Thanks to the growing emphasis on women’s personal experiences with pregnancy decisions, some advocates have started calling 2014 “the year of the abortion story.” It’s easy to see why. Reproductive rights activists have recently launched new organizations, organized events on college campuses, and hosted the first-ever live streamed abortion speakout — all with the goal of giving women more opportunities to share their stories with the world.
That allows the women who have had abortions to connect in new ways. But there’s also a political “theory of change” behind that model: If more people hear about the circumstances of women’s individual lives that led them to end a pregnancy, perhaps that will translate into more public support for legal abortion.
And now, the preliminary results from a research project on political canvassing provide some concrete evidence to back up that theory. According to a team of researchers led by UCLA doctoral candidate Michael LaCour, when abortion opponents have an in-person conversation with a woman who’s chosen to end a pregnancy, they’re more likely to shift their view about whether the procedure should be legal.
LaCour and his team are pioneers in the field of public opinion research. They’ve designed several longitudinal studies to examine the impact that door-to-door canvassing can have on people’s attitudes toward “hot button” social issues.
Earlier this month, they published the groundbreaking results from an experiment that involved training both gay and straight volunteers to talk to conservative voters about LGBT equality. They found that speaking with a gay canvasser for about 20 minutes helped nudge conservatives’ attitudes in a more progressive direction — a shift that was even evident nine months after that conversation took place. The researchers are currently teaming up with Planned Parenthood to conduct a similar study into Americans’ attitudes toward abortion, using both volunteers who have personal experiences with abortion and volunteers who don’t.
So far, the abortion study is returning similar results as the LGBT one did. The researchers found that canvassers were able to increase public support for legal abortion by 10 percent. In initial surveys, about 39 percent of voters said they supported legal abortion access; then, after talking with the volunteers who knocked on their doors, that support rose to nearly 50 percent.
“Although the results from the second study are still preliminary, so far — six months later — they have held,” reports U.S. News & World Report. “While all volunteers changed minds, women who previously had abortions and chose to tell voters about their experiences achieved the most lasting impact.”

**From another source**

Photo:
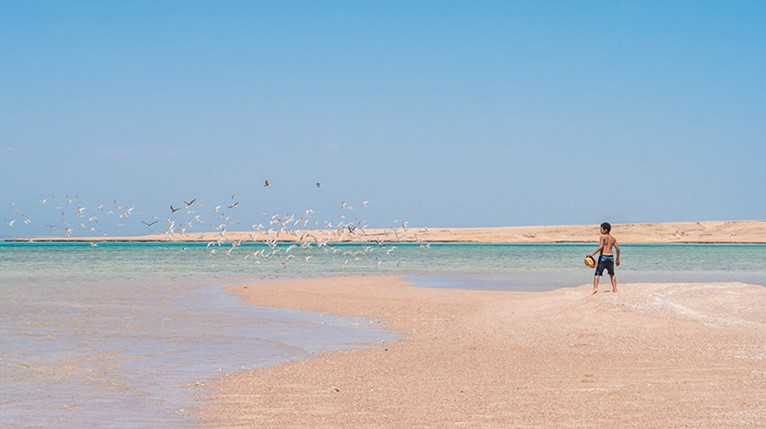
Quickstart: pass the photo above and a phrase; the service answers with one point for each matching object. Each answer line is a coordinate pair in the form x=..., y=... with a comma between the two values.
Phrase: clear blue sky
x=443, y=113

There are a couple different ways researchers were able to measure that impact. For one, they found somewhat of a ripple effect among the people who heard a woman’s personal abortion story. They were more likely to tell other members of their households about the conversation they had with the canvassers. On his website, LaCour writes that the persuasive effect of listening to a woman talk about her own abortion experience was “subsequently transmitted to housemates.”
Plus, there’s some evidence that the personal abortion stories softened the impact of national news related to abortion. After the Supreme Court struck down Massachusetts’ buffer zone around abortion clinics, the news event solidified the anti-abortion attitudes among most of the participants in the study — except among the voters who had recently spoken with a woman who disclosed she had an abortion. “This finding suggests that discussion at the doorstep affected the way in which people subsequently received and interpreted the news,” LaCour concludes.

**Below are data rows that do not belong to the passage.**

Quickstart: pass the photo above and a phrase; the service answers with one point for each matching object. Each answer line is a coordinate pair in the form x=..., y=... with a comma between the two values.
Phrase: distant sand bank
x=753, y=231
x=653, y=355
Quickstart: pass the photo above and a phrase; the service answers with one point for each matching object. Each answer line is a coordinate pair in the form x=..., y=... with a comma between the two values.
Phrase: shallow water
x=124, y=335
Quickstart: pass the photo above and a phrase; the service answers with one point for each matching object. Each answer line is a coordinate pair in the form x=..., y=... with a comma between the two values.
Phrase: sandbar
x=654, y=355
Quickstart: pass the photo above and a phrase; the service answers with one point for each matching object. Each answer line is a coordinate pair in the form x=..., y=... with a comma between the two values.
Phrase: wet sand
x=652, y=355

Even without the final data in this field, many of the women who decide to share their personal abortion stories are intuitively hoping for this kind of outcome. According to qualitative interviews conducted by Sea Change, a group that works with people who have health experiences that are traditionally stigmatized, about a third of participants chose to talk about their abortion as a “political action.”
“We want to put women and our stories and our families back at the center of the political debate around abortion,” Deb Hauser, the president for Advocates for Youth, the group that spearheaded an online abortion speakout last month, recently told ThinkProgress. “It’s about real people’s lives driving policy, as opposed to policy driving our lives.”
Until then, canvassers will continue to knock on doors. Women’s health advocates are thinking about expanding the strategy to other states where reproductive rights have recently come under attack, like Ohio, and they’re optimistic about its implications.
“I was surprised the average voter wanted to talk about this on a Saturday,” Celinda Vazquez, the vice president of public affairs for Planned Parenthood Los Angeles and one of the people who accompanied LaCour’s team of door-to-door volunteers, told U.S. News. But she said that people were pretty receptive to having conversations about abortion. And she estimated that “minds were changed” in about eight out of the ten households she visited.